In summary, our results indicate that axon injury increases mitochondria density in injured axons, and these axonal mitochondria supply energy required for robust axon extension during axon regeneration. Our findings suggest that insufficient mitochondrial transport or energy production is one cause of failed axon regeneration, and raise the possibility that promoting energy production might help to improve axon regeneration after injury.

EXPERIMENTAL PROCEDURES

Laser Axotomy and axon regeneration analysis

Laser axotomy was performed as described previously (Byrne et al., 2011). Axons were scored for full regeneration to the dorsal nerve cord or regrowth over the dorsal-ventral midline. To determine the relative axon length, the distance from the ventral nerve cord to the injured axon end was normalized by the distance between ventral and dorsal nerve cords. Details can be found in the Supplemental Experimental Procedures.

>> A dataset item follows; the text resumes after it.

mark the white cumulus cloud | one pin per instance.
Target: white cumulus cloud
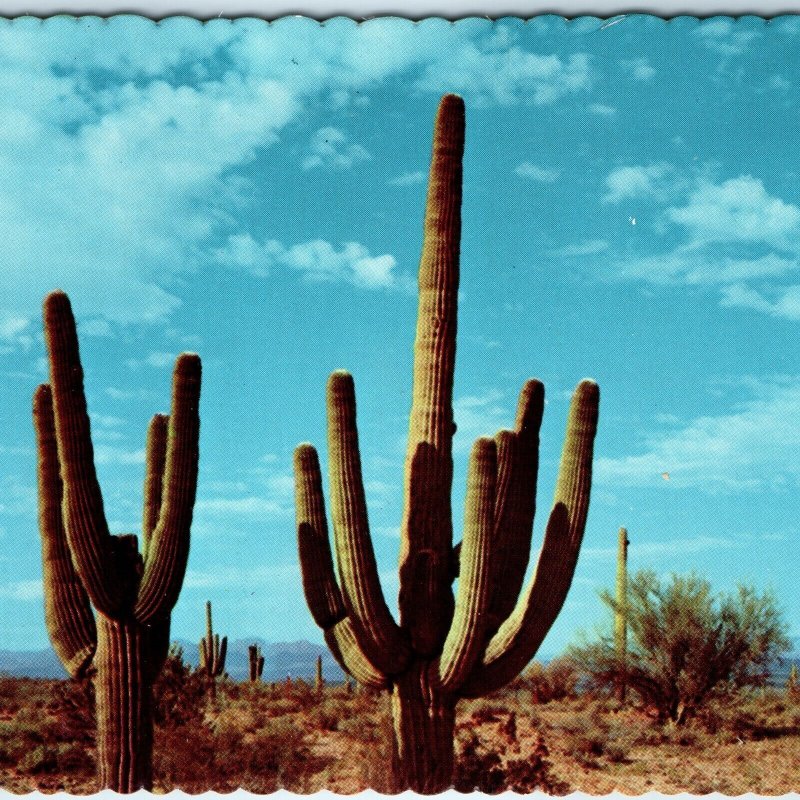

Analysis of mitochondria density

Transgenic animals expressing Mito::GFP or mCherry were analyzed at the young adult stage (see table S1). To assess mitochondria density in GABAergic neurons after axotomy, selected axons in transgenic animals expressing Mito::GFP or mCherry were cut using a Micropoint laser from Photonic Instruments (10 pulses, 20 Hz). The axotomized animals were recovered to NGM plates and cultured at 20°C. 6, 12 or 24 hours later, images were acquired as 0.3~0.5 μm z-stacks at room temperature on an UltraVIEW Vex (PerkinElmer) spinning disc confocal microscope (Nikon Ti-E Eclipse inverted scope; Hamamatsu C9100-50 camera) with a 60× CFI Plan Apo numerical aperture (NA) 1.4 oil-immersion objective using Volocity software (Improvision). To score mitochondria density, Mito::mCherry puncta in individual GABAergic axons were counted and then the axon length was measured. The number of mitochondria was normalized by the axon length and converted to density per 100 μm axon length. To compare the volume of Mito::mCherry puncta, Volocity software (Improvision) was used to measure the volume of individual puncta. All animals within each experiment were imaged on the same day with identical conditions including camera gain, exposure settings, and fluorescence filters.

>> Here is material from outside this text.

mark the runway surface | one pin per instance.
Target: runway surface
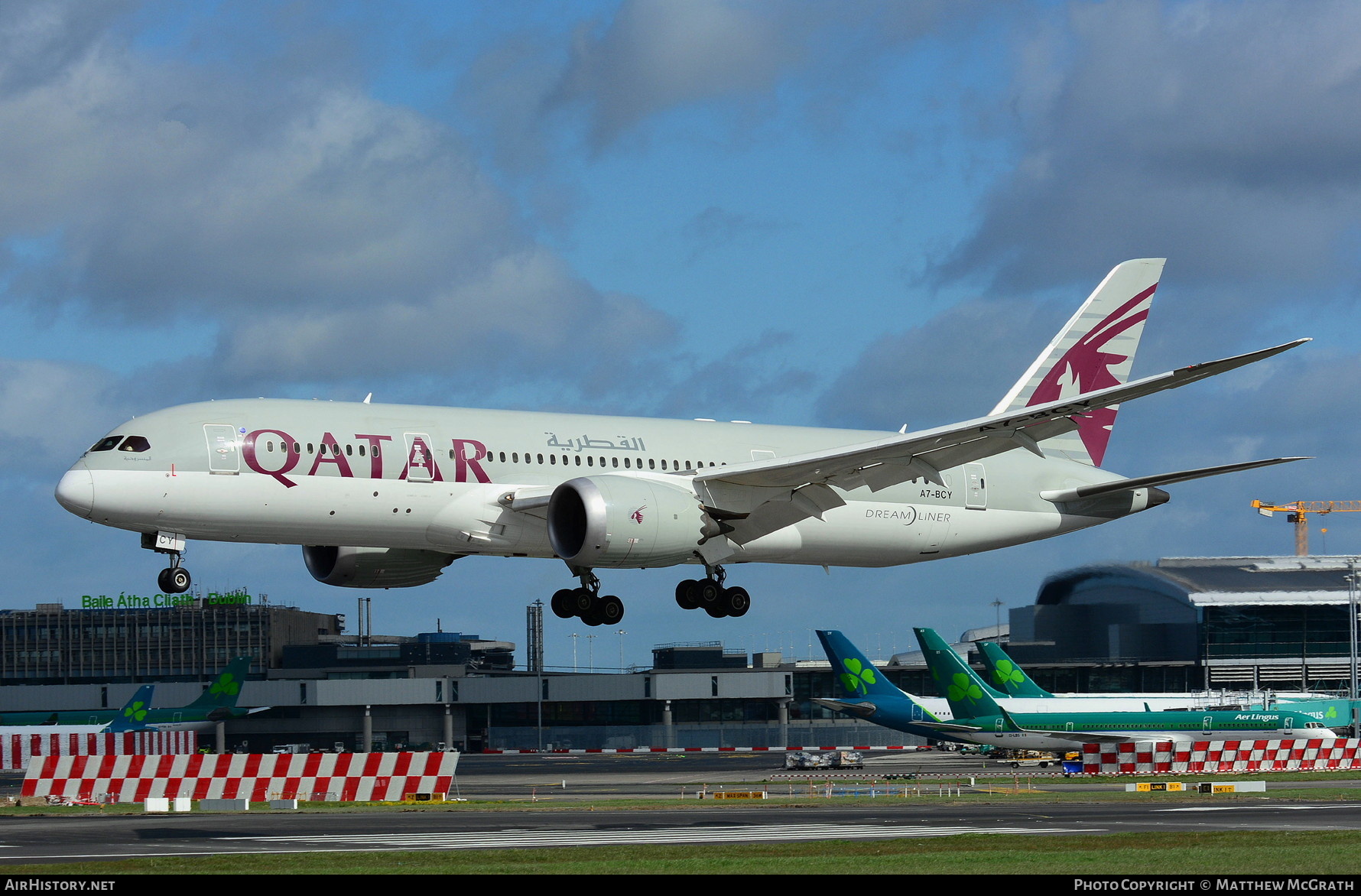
(675, 820)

Selective labeling of mitochondria in the ventral nerve cord by photoconversion

The Dendra2 plasmid was generously provided by Dr. David Sherwood. Photoconversion was performed as previously described (Ihara et al., 2011). The ventral nerve cord of live transgenic animals was photoconverted and imaged using an UltraVIEW Vex (PerkinElmer) spinning disc confocal microscope (Nikon Ti-E Eclipse inverted scope; Hamamatsu C9100-50 camera) with a 40x objective and Volocity FRAP Plugin (Improvision). Selected ventral nerve cord and cell bodies were scanned with a 405 nm laser at 1% power. The photoconverted red-Mito-Dendra2 within axons was captured immediately after photoconversion as 0.5 μm z-stacks with a 60x objective. For experiments involving injured axons, GABA neurons were severed using a pulsed laser axotomy and then photoconverted within about 5 minutes. Imaging immediately after axotomy did not show red-Mito::Dendra2 signal within the injured axon commissures. To test mitochondrial trafficking from the ventral nerve cord to the axons, animals with or without axotomy were recovered from the agar pad after photoconversion, cultured at 20°C for 24 hour s, and then reimaged with identical settings using the 60x objective.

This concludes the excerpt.